Ночь нападения мы провели в подземной камере для замороженных продуктов на местном мясокомбинате. Нам здорово повезло — это было лучшее бомбоубежище в городе. По земле над нашими головами гордо ступали гиганты. Сначала они, как бы крадучись, легонько пританцовывали где-то на окраинах, потом, погромыхивая, затопали в нашу сторону и, наконец, замолотили каблучищами — так, что едва выдерживали барабанные перепонки — прямо у нас над головой. А потом снова откатились к окраинам. Туда-сюда, туда-сюда — ковровая бомбардировка.

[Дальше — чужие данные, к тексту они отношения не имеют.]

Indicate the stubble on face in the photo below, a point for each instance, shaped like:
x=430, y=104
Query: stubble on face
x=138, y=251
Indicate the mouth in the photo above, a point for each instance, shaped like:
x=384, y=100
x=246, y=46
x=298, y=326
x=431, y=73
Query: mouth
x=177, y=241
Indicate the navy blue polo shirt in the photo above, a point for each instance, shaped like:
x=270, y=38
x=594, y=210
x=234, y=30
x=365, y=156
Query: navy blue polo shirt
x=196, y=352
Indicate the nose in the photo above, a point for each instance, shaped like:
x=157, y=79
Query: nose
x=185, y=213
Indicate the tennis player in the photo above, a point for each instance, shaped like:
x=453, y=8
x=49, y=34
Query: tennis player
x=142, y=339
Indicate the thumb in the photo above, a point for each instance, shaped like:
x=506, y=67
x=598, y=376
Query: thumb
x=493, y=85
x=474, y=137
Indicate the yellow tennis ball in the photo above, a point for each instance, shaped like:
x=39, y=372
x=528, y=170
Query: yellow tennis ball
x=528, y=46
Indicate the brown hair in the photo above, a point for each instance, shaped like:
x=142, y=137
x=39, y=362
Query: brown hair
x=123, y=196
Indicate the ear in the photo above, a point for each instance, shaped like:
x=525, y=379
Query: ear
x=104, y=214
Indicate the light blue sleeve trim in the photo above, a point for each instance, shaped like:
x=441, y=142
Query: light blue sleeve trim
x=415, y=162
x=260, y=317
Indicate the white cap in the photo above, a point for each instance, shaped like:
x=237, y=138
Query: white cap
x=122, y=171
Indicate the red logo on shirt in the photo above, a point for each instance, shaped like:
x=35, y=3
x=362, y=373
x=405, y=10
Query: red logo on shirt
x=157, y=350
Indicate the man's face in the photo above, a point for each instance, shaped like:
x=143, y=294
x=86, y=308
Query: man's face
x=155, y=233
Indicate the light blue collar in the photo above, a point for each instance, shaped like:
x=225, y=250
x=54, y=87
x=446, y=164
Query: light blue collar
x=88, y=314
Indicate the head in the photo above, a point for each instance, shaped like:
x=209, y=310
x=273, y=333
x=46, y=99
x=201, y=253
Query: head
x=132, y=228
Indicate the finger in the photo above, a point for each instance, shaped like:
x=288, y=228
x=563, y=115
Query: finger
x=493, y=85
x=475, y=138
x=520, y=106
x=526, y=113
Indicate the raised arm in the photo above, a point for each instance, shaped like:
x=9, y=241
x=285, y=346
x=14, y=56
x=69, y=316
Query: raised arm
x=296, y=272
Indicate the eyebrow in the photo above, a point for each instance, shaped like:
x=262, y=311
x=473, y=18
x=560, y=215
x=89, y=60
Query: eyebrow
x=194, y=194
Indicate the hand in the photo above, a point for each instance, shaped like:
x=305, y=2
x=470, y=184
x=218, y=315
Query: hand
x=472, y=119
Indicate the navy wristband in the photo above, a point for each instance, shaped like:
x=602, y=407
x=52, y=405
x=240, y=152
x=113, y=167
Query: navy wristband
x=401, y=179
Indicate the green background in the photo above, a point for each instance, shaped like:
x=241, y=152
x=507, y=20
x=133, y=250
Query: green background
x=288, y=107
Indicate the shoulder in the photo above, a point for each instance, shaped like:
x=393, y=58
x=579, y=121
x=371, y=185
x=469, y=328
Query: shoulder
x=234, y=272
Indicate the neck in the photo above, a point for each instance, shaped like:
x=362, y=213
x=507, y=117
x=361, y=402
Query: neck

— Я кричала, выла, царапала стены нашего убежища, — говорила мне пожилая женщина. — Молилась Господу: «Боже, прошу тебя, останови их». Но он меня не услышал. Не было силы, способной остановить их. Они налетали снова и снова, волна за волной. Мы не могли сдаться на их милость, не могли сказать им «хватит — дальше некуда». Нам оставалось только сидеть и ждать утра.
Ее дочь и внук тогда погибли.
Наша маленькая тюрьма сгорела дотла. Нас собрались эвакуировать в лагерь за городом, там держали заключенных из Южной Африки. Охрана наша состояла из «последнего оплота» — пожилых меланхоличных ополченцев да покалеченных военных ветеранов. В основном это были жители Дрездена, чьи друзья и семьи сгорели в огне холокоста. Капрал, потерявший глаз после двух лет, проведенных на русском фронте, перед нашим уходом сказал: жена, двое детей и родители — все погибли. У него оставалась одна сигарета, и он дал мне затянуться.
Наш путь к новому месту дислокации лежал через городскую окраину. Невозможно было представить себе, что в центре Дрездена кто-то остался в живых. В этот холодный день нас бросало в пот от горячих порывов адского огня. Обычно небо было чистым, ярко светило солнце, но в тот день над нами нависло матовое облако, превратившее полдень в сумерки. Мрачная процессия заполонила все дороги, ведущие из города. На почерневших лицах виднелись бороздки слез, кто-то нес раненых, а кто-то — и убитых. Люди останавливались на привал в полях. Никто не произносил ни слова. Несколько человек с повязками Красного Креста пытались хоть как-то помочь несчастным.